SGMA also wants the federal government to grant petitions that would limit China’s growth rate to 7.5 percent annually. It lauded the federal government’s move to extend by 30 days the imposition of certain restriction on China’s garment exports in January 2005, giving more time until the petitions are decided.
“It’s paradoxical, even ironic, how things are working out for us in our quest for industry survival here in the CNMI,” Pierce said. “We are a part of the United States of America, yet we are competing with foreign countries for a ‘market share’ of American consumer purchases in apparel, when, as foreign countries, their access to the U.S. marketplace, through their new quota and tariff treatment, now threatens our existence as a business in one of America’s insular areas.”
For instance, new trade partnerships between the United States and Egypt, which allow U.S. companies to import apparel products from the latter’s industrial zones, gives more reason for the federal government to reduce the value-added requirement for apparel coming from the insular areas, including the CNMI, the SGMA earlier said.
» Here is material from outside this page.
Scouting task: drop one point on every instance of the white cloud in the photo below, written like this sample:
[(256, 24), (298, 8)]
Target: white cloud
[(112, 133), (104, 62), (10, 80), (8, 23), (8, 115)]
The new qualified industrial zones in Egypt are authorized by an extension to the U.S./Israel Free Trade Agreement, which provides duty free access to products made in QIZs subject to certain requirements, including a rule that the goods undergo substantial transformation in the QIZ and that they satisfy a 35 percent minimum value requirement, including the use of Israeli content.
Under the Egyptian QIZ program, goods manufactured in designated industrial zones in Egypt, which utilize Israeli inputs, will receive duty-free treatment when exported into the United States. Designated QIZs include those in Greater Cairo, Alexandria, and Suez Canal Zone.
A similar trade partnership with Jordan has reportedly been in existence since 1998.